There is plenty of research out there that concludes how classroom management is the culmination of motivation, communication, and discipline. I think that one of the reasons why these elements have been observed to fit into the larger concept of classroom management is because each of them respects the dignity of the instruction process and the children that partake within it. Motivation is a critical element in the setting of classroom management. Children have to want to abide by the system being outlined. They have to have some leve of "buy in." No concept of classroom management can function without children being motivated to accept their presence in the classroom as a good thing. Communicating this is essential. Teachers have to communicate with the students the structure of the classroom, its management, and how both are essential to the learning process. It is here where student "buy in" becoomes essential. If students can buy what is being sold, there is a greater vision of classroom management being achieved. Part of this comes from individual rapport with the teacher. It is here in which motivation can be evident.
Classroom management is not entirely successful if motivation is extrinsic. At some point, "carrots" will run out and teachers will be left with no rewards to give. There are only so many pieces of candy or iTunes cards one can give. In the final analysis, it comes down to an intrinsic notion that the student feels galvanized to be part of that learning environment. Teachers who are successful probably use motivation a great deal. Sometimes, this motivation can be on a larger scale, where teachers are effective communicators to their students. Yet, I feel that more of the times, this motivation is individualistic and intimiate, where the child feels that their voice is validated. In this, motivation becoes a larger part of the classroom management approach. Students have to feel, on some level, that they are emotionally engaged with the teacher and with the classroom setting. If they do, motivation fits into the larger classroom management dynamic.

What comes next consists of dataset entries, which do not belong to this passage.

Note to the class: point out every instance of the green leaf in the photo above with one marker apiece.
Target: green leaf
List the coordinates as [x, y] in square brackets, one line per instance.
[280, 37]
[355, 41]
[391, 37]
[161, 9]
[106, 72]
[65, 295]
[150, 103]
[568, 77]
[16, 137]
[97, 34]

Discipline becomes an important part of this dynamic. Discipline is not necessarily seen as punishment, as much as it is a commitment to the structure of the classroom as part of the instructional process. Students have to know that the teacher "buys" what is being sold. If the motivation and communication pieces are valid, then the student has to know that the teacher will honor those if those promises are broken. A student must realize this and can only realize such a reality if the teacher shows that they are willing to commit to it. It is here in which discipline is seen and it is here in which discipline is essential. All three elements thus fit into the larger construction of classroom management.